# Armodillo Foam



## Brent Keever (Jun 14, 2008)

Has anyone tried any of the Armodillo Foam products. How to they stack up against the others that are similar.
Thanks,


----------



## Evan (Jan 5, 2003)

I've field tested several of their products, and find them very durable. The dogs all like the feel and weight. I think you'll be very happy with them. I personally like them better than Dokken because numerous pups have reacted negatively to the hinged heads and other parts slapping them while running.

Evan Graham


----------



## jbauer (Jul 14, 2008)

Evan said:


> I've field tested several of their products, and find them very durable. The dogs all like the feel and weight. I think you'll be very happy with them. I personally like them better than Dokken because numerous pups have reacted negatively to the hinged heads and other parts slapping them while running.
> 
> Evan Graham


+1

I highly recommend these products. My YLF experienced the same thing with a Dokken - slapping her as she ran back and she would sometimes even spit it out on a return. Great price for what you get!


----------



## Jason E. (Sep 9, 2004)

I have used several of their products and still do. I think u will be happy with them.


----------



## Thomas D (Jan 27, 2003)

I have cut off the heads of the few Dokens I own.


----------



## BLKLAB1 (Mar 21, 2004)

They are most Definatley worth the price and they last.


----------



## Misty Marsh (Aug 1, 2003)

Better quality, cheaper price!


----------



## Jim Scarborough (May 5, 2007)

I recently bought four of the Armadillo Foam flashers to use in my wingers and have been very happy so far, in limited use. From what I can tell with my soft-mouthed Lab, they seem like they will be very durable and don't present the unpleasant odor problems encountered with Dokkens. The dogs also don't seem to have any problems carrying the Armadillo Foam flashers, which puts them ahead of the Avery products, which don't seem to be very dog-friendly. So far, so good.


----------



## marshmonster (Jan 21, 2009)

they are nice for the reasons posted above, and they have the throwing ball (at least the ones I bought did)
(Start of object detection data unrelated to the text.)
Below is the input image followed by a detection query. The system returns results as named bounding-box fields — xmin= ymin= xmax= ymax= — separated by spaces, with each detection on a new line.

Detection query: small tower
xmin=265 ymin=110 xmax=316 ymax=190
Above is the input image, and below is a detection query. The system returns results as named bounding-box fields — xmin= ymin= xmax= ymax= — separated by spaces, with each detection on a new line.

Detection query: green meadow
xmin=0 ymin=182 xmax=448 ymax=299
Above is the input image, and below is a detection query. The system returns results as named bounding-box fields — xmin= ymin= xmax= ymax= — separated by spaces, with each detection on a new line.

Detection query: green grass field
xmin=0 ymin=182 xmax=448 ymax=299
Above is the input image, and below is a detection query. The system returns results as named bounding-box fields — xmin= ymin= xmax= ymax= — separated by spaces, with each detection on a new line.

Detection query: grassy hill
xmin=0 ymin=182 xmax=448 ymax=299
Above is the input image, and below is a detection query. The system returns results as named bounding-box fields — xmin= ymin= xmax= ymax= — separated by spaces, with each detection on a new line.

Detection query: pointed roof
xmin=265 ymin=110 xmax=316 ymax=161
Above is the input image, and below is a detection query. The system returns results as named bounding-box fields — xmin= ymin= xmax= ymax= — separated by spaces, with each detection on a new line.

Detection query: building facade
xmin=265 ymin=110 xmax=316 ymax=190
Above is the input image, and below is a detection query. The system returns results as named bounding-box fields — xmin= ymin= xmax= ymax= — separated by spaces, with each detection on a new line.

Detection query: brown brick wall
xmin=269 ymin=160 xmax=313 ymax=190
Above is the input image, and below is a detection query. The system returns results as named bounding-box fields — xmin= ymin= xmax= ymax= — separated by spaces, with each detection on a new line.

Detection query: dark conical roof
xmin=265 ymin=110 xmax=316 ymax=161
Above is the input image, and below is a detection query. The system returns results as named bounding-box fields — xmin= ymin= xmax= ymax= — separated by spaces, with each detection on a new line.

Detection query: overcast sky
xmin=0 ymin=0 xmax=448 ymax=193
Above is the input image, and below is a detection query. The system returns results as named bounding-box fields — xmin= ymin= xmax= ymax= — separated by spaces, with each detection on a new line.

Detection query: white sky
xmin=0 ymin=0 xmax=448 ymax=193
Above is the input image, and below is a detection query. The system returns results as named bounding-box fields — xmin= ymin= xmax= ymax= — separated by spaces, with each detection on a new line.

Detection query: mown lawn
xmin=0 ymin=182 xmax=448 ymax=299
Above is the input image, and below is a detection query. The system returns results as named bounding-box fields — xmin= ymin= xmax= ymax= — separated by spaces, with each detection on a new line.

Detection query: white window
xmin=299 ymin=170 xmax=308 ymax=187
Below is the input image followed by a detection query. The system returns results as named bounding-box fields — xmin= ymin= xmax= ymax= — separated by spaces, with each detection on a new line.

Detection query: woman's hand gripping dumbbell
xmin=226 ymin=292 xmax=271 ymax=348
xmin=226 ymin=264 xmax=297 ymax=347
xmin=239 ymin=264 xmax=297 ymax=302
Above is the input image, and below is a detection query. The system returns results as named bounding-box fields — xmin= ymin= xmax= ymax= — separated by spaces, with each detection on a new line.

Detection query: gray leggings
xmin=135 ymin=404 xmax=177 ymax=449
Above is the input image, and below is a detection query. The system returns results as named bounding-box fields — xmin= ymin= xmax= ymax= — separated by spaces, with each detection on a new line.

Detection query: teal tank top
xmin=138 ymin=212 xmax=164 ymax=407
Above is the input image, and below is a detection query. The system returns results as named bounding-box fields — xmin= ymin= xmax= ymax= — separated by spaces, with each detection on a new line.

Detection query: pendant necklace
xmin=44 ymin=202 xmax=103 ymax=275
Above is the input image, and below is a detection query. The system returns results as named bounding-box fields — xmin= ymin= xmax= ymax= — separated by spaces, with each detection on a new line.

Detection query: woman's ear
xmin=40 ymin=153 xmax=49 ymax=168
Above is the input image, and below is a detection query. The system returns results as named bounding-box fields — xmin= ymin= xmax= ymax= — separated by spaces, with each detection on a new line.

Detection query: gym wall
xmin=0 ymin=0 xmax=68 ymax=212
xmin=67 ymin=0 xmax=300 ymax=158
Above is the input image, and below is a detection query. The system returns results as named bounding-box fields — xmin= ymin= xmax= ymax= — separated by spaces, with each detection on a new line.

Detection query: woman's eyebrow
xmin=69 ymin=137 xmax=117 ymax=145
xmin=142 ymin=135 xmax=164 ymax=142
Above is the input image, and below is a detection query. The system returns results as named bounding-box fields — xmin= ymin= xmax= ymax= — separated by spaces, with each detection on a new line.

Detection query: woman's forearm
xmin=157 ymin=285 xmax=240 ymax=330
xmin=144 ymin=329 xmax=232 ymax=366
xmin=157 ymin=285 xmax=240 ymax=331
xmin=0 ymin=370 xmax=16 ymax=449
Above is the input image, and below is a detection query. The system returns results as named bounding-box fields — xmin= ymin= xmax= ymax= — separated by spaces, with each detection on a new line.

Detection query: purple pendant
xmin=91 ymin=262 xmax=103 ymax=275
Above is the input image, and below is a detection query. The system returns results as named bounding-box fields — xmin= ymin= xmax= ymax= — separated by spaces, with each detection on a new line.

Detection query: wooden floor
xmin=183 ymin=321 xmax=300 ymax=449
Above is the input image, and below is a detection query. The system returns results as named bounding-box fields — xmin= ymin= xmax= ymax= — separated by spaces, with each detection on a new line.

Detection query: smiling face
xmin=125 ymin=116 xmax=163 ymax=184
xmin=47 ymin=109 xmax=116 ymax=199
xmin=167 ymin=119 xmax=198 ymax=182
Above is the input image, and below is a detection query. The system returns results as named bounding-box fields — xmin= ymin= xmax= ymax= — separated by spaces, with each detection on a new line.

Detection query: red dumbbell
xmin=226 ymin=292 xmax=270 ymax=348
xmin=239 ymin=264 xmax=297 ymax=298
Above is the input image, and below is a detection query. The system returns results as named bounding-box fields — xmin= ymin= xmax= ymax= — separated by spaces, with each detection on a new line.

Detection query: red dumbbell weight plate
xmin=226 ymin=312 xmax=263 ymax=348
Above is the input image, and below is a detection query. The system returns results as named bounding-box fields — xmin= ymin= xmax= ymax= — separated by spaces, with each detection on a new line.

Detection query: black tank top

but the heads do break off after a lot of use.

the other thing is that the color faded fast on some of mine. now I have a bunch of grey ones

heck of a lot cheaper too


----------



## webfootkennel of IL (Sep 22, 2005)

Armadillo Foam DFT We use them every day I get a year maybe 2 years out of them
which is as long as any product I have used. They will start to break down and absorb water after 3-4 Hundred retrieves.
Keep them in dry storage and out of sunlight to extend their use

The mid-sized duck is my personal favorite, they look like a cripple on the water w/neck extended flat on the water, since they are lighter I can do longer throws from my wingers.

young dogs are easily trained to pick-up the mid-size 4-8 mos and covert easily to the full size DFT as they mature

I would give them a Best on the Market rating


----------



## WindyCreek (Jan 3, 2007)

I echo all of the comments above. I store mine in a rubbermaid storage container after they dry out, it helps extend the life as they are not exposed to UV rays. Also keep a rag with duck scent in the bottom for scent purposes.


----------



## Armadillo (May 7, 2006)

Thanks for the kind remarks.


----------



## dakotaridge (Apr 15, 2006)

Great product. Use mine every day without a problem. The price is right also.


----------



## Brent Keever (Jun 14, 2008)

Well I ordered some of the two inch bumpers and the three inch.


----------